The chemistry in the show’s title could be satisfied by Pullman and Larson alone, especially in the first two episodes directed by Sarah Adina Smith that will accompany the premiere, but theirs isn’t the only dynamic that’s important to the series as Elizabeth navigates the ups and downs of various life stages. What’s just as rewarding to bear witness to is Elizabeth’s journey through motherhood — the initial shock and instinct to reject the discovery that she’s become pregnant, not to mention the fact that she chooses her daughter’s name after the nurse tells her to pick what she’s feeling: “Mad.” But Larson’s ability to balance logical perspective and illogical emotion means that Elizabeth eventually comes to terms with her reluctance surrounding motherhood, finding love for her daughter because Madeline (Alice Halsey) is made up of so many of the things she loves most about Calvin, too. As the brilliant mother-daughter pair ventures on a mission to dig up more about Calvin’s past, they uncover surprising connections along the way, but they also unearth some of the show’s most heartwarming moments, ones that ask whether life can be predestined to an extent, even if we might be unaware of it ourselves.

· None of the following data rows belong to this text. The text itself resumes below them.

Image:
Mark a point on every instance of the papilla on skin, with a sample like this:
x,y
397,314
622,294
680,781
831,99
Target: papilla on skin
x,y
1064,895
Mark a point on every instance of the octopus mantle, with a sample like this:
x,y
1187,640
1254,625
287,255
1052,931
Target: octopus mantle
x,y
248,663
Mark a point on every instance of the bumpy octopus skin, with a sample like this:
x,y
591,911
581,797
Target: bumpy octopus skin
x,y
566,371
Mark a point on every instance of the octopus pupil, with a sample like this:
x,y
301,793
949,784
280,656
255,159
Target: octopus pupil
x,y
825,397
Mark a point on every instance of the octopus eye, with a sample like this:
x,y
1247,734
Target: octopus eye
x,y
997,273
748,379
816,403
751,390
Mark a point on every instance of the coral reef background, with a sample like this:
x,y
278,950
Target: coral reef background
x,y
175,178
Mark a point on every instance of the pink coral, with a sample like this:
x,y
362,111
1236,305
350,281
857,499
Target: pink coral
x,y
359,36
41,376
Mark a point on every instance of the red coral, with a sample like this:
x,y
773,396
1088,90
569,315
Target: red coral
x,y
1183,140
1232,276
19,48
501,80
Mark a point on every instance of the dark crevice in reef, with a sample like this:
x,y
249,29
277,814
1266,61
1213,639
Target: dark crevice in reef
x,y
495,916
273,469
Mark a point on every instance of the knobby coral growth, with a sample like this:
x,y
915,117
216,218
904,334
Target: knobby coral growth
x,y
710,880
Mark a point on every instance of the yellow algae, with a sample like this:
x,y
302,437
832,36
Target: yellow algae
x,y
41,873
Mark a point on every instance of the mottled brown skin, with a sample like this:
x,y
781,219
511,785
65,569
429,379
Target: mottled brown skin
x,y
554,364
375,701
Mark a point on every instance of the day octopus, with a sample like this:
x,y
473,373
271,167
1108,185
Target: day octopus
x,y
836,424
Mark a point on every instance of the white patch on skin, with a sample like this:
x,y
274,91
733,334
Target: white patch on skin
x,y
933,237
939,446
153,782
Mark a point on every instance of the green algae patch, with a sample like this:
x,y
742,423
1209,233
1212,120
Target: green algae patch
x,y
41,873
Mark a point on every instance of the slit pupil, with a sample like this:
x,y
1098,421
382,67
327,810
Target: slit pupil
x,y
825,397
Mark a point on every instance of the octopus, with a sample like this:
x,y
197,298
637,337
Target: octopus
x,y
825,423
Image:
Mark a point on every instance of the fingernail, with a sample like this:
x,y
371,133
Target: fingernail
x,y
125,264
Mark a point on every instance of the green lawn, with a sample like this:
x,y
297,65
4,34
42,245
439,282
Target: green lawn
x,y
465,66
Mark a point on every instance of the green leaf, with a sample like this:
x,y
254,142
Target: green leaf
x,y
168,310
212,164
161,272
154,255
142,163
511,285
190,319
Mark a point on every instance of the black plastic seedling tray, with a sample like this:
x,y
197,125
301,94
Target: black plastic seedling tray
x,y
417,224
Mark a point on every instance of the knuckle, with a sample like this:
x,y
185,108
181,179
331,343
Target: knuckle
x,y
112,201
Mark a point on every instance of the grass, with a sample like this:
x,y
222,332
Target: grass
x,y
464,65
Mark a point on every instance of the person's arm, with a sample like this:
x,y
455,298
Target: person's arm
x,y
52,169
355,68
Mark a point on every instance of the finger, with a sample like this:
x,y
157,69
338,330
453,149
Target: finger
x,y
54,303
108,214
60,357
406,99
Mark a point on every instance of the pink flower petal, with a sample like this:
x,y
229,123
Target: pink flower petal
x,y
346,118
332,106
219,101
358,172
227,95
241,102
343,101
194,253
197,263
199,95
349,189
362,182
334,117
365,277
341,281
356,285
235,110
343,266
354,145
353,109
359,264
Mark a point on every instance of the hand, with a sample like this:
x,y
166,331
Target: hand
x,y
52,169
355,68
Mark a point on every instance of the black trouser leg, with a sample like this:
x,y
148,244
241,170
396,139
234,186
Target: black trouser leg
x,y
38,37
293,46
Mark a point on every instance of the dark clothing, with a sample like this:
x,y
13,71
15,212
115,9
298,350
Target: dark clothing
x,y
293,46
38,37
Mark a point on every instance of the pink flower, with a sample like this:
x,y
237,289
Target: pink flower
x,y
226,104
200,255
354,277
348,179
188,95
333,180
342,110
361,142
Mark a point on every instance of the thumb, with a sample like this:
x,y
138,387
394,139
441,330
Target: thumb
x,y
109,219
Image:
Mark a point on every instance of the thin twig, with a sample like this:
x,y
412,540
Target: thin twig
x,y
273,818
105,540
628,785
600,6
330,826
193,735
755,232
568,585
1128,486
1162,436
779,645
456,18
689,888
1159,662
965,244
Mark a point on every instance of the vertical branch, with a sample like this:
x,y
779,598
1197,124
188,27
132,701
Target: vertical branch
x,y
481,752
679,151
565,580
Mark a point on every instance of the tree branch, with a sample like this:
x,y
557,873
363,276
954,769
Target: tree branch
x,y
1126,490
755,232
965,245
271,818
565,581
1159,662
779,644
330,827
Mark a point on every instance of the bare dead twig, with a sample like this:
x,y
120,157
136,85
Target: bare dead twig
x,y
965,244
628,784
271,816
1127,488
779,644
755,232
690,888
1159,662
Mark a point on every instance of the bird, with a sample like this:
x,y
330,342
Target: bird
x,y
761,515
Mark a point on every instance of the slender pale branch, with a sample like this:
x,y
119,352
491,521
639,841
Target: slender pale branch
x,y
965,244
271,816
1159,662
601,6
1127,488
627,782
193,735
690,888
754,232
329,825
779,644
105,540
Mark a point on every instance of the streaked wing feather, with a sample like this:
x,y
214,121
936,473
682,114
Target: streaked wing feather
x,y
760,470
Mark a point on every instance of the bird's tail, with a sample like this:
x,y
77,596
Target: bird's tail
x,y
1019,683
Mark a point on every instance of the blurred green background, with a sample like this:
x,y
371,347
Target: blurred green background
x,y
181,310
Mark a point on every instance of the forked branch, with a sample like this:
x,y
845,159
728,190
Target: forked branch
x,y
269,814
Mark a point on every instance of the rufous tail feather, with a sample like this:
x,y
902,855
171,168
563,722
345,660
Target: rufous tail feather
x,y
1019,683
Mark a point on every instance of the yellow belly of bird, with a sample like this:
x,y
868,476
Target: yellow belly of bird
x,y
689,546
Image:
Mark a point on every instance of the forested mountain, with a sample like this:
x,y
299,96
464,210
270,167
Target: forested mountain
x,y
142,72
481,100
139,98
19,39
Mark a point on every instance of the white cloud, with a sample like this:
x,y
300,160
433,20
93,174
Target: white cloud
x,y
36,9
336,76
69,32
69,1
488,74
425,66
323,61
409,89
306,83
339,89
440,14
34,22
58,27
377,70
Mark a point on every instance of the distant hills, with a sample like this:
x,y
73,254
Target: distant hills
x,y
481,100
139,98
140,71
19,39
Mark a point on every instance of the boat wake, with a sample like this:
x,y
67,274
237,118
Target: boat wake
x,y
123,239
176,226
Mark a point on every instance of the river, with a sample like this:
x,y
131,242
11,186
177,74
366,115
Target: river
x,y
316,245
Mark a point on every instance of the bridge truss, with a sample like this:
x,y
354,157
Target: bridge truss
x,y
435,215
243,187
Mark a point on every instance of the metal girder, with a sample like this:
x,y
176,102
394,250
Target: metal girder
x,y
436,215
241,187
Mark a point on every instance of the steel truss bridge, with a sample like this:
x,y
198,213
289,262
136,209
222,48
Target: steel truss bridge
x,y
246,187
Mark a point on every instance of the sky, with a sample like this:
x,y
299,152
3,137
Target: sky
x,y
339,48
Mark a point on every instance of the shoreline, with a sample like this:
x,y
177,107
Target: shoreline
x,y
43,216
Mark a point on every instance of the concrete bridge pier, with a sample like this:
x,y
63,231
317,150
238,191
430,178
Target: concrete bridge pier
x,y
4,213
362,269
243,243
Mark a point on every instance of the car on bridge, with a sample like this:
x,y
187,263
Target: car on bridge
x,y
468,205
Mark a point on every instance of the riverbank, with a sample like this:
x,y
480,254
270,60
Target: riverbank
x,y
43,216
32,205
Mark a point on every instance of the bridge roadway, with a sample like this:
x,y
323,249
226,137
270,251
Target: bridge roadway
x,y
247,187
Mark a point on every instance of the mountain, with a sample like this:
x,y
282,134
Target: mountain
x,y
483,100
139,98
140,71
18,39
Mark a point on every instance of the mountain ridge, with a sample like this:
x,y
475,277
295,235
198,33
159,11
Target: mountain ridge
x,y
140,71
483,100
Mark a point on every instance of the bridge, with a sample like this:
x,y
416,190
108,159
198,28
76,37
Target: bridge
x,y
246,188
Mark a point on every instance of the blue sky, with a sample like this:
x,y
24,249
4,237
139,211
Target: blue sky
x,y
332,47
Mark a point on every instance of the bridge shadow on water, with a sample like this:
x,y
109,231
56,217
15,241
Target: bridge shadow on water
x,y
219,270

Apple TV+’s adaptation of Lessons in Chemistry is one that doesn’t feel too confined to its source material but also leans into the best aspects of the book in order to let its powerhouse cast truly shine. It’d be more surprising if we weren’t hearing a particular kind of awards buzz swirling around Larson when the time comes, because this role isn’t just the culmination of so many other types of heroines she’s played before; it also lets her tap into every single one of her strengths as an actor. To paraphrase Elizabeth Zott herself, take some time to yourself to embark on the journey Lessons in Chemistry lays out. You’ll probably be surprised by the turns it takes, but that doesn’t make the end result any less satisfying.